What can be secured in favor of the voluntary, dignified, and safe return of the displaced and immigrants from the Yezidis and other Iraqis who were forced by war circumstances to emigrate due to the terrorist aggressions and the threats they were exposed to, is the need to overcome political and administrative obstacles that prevent justice for the victims' families, and accelerate the formation of the administration in Shingal, enhancing security and stability and providing material aid and basic services for their return from displacement camps to their indigenous homeland.

In prospect, these steps can only be accomplished by the swift and actual implementation of the Shingal Agreement and fair prosecutions of ISIS detainees under international criminal law and in coordination with UNITAD.

ISIS attack on Shingal

On August 3rd, 2014, ISIS terrorists launched a vicious attack on Shingal (Sinjar), the mainland of the Yazidis, and a disputed town in northern Iraq, killing thousands of Yazidi men and abducting women and children to later be forced into slavery.
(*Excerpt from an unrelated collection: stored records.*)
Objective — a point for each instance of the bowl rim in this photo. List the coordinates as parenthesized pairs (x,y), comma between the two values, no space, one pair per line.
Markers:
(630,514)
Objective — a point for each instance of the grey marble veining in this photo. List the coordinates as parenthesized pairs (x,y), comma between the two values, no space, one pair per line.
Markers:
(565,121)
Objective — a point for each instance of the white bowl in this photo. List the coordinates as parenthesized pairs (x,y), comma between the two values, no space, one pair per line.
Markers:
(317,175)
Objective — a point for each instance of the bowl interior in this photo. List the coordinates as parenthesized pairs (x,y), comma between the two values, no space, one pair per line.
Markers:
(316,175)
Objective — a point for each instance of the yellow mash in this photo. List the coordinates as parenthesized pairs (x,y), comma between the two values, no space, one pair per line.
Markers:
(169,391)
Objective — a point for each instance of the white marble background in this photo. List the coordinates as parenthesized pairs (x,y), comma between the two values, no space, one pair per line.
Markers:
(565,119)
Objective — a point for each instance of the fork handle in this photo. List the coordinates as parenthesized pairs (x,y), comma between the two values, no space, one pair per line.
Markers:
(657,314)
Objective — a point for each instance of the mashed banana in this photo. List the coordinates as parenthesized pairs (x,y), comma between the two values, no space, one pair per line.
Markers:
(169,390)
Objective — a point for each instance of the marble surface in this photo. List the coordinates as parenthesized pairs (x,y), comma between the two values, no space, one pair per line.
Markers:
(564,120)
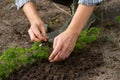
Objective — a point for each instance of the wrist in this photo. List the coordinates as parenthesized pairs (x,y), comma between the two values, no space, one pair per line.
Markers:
(73,32)
(36,20)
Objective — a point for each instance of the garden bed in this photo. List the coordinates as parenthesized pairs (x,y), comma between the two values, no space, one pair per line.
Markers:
(97,61)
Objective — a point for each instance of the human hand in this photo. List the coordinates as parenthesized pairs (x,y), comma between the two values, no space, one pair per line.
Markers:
(63,45)
(37,32)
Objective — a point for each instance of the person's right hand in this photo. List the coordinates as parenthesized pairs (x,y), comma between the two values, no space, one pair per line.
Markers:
(37,32)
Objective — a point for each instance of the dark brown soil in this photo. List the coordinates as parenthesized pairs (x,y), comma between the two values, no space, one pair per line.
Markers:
(98,61)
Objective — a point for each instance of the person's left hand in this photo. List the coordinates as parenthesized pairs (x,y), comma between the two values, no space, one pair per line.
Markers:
(63,45)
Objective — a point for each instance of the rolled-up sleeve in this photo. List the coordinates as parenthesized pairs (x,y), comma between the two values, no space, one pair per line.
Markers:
(89,2)
(20,3)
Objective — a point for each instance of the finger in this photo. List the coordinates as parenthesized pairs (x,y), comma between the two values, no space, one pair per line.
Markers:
(43,31)
(32,36)
(57,58)
(54,44)
(67,54)
(36,32)
(63,51)
(55,51)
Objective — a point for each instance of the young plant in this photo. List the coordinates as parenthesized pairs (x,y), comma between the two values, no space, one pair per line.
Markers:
(14,58)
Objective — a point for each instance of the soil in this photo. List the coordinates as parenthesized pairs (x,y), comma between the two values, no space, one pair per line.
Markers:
(98,61)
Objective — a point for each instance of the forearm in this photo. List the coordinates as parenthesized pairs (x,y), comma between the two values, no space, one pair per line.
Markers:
(80,18)
(31,12)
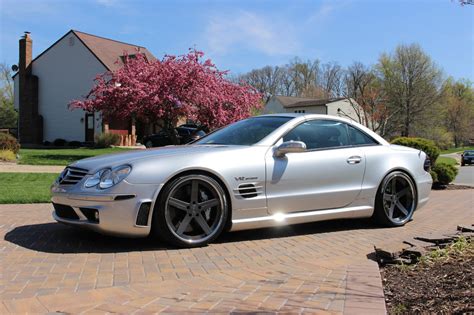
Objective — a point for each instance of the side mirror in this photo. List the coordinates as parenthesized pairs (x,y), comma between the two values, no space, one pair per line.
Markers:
(290,147)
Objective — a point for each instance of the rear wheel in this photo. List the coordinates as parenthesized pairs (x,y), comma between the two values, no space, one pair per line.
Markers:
(192,211)
(396,200)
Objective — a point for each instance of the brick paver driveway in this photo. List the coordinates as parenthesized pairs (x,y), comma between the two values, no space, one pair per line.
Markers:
(319,267)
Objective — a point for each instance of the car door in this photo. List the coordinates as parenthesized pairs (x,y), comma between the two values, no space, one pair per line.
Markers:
(327,175)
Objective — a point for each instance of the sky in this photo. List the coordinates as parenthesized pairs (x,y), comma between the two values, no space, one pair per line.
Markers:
(243,35)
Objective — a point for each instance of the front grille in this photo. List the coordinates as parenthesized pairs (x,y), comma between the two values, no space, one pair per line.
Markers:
(92,215)
(65,212)
(71,176)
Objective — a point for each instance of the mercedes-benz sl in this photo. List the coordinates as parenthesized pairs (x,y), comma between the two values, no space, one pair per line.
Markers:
(259,172)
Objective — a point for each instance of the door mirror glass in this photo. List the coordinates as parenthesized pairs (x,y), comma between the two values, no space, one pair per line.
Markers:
(290,147)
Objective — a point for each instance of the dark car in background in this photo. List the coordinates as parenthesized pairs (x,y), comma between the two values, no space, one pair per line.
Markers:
(184,134)
(467,157)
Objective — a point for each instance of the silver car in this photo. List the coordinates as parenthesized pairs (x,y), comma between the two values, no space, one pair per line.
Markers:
(259,172)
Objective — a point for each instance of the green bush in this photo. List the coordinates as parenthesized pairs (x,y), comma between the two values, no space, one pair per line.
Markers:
(75,144)
(8,142)
(7,156)
(59,142)
(425,145)
(445,173)
(106,140)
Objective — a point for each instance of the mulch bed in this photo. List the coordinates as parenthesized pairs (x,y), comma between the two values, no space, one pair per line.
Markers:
(442,285)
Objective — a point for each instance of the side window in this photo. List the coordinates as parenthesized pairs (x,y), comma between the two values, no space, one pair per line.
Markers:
(357,137)
(320,134)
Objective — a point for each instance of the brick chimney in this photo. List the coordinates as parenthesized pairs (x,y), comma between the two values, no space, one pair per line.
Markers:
(30,122)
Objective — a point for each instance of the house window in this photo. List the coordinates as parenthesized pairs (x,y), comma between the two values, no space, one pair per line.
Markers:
(131,56)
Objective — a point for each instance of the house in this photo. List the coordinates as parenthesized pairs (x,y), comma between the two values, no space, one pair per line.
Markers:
(333,106)
(65,71)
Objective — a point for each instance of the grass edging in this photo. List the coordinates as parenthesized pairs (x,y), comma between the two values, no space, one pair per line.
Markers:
(16,188)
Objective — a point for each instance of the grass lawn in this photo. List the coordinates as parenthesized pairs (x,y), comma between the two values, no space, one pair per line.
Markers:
(61,156)
(25,187)
(454,150)
(446,160)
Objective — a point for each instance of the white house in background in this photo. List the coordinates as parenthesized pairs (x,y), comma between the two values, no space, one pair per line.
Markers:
(334,106)
(65,71)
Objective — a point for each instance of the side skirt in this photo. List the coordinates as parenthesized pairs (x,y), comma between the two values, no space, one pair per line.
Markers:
(279,219)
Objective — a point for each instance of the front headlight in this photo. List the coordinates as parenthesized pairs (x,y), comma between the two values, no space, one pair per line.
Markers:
(107,177)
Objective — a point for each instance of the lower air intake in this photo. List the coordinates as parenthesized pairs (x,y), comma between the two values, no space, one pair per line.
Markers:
(143,212)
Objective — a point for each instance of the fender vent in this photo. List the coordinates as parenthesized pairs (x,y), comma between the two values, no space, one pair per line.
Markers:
(248,190)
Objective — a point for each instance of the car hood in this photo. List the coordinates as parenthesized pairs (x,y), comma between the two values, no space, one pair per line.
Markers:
(115,159)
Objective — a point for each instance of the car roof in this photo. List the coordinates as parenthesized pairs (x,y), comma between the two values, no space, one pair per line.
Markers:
(298,118)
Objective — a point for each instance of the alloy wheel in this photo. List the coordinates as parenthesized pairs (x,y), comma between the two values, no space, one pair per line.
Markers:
(194,209)
(398,198)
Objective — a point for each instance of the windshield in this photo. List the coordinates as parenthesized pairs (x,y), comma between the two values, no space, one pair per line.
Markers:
(245,132)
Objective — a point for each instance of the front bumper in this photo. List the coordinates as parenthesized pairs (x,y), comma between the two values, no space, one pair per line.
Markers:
(120,209)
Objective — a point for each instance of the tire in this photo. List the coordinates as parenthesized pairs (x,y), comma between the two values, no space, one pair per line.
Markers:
(396,200)
(192,211)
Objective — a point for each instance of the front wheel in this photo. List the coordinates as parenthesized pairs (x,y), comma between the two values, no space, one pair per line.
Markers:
(191,212)
(396,200)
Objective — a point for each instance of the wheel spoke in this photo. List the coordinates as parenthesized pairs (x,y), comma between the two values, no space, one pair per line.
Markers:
(402,208)
(203,224)
(194,191)
(390,210)
(178,204)
(403,192)
(394,185)
(208,204)
(184,224)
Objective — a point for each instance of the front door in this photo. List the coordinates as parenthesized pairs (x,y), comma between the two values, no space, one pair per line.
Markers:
(90,127)
(327,176)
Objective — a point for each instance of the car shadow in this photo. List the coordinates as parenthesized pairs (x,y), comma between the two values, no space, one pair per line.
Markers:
(59,238)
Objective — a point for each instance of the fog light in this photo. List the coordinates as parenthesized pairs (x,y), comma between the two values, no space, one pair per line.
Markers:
(92,215)
(143,212)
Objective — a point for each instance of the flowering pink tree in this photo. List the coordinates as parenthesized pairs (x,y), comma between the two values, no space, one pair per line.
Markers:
(168,89)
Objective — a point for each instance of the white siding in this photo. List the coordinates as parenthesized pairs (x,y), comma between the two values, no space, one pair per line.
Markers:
(16,92)
(65,73)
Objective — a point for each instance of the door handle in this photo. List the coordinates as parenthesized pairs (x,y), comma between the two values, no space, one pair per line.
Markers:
(354,159)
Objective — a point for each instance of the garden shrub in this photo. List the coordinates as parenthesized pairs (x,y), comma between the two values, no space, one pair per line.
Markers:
(106,140)
(59,142)
(425,145)
(7,156)
(9,143)
(75,144)
(445,173)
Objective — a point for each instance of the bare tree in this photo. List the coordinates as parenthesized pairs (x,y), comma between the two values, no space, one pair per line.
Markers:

The attack also led to the displacement of hundreds of thousands of members of the community. Most of them fled to the Kurdistan Region, while others resettled to neighboring countries in the region or Western states.

Others were not as lucky and remained stranded in the war zone, where they later went through horrific atrocities and mass executions at the hands of the extremist group for years. ISIS militants forced women and girls into sexual slavery, kidnapped their children, forced religious conversions, executed scores of men, and abused, sold, and trafficked women and girls across the areas they controlled in Iraq and Syria.

According to the United Nations, 5,000 Yazidi men died in the massacre. The terrorists have also kidnapped thousands of Yazidi women and teenage girls.

According to the KRG, the terrorists kidnapped more than 6,400 Yazidis, but only half of them managed to escape or survive, while the fate of the rest is still unknown.

ISIS gained control of one-third of Iraq in 2014 until 2017 when Iraq announced regaining control of Nineveh, Anbar, Saladin, and parts of Kirkuk and Diyala.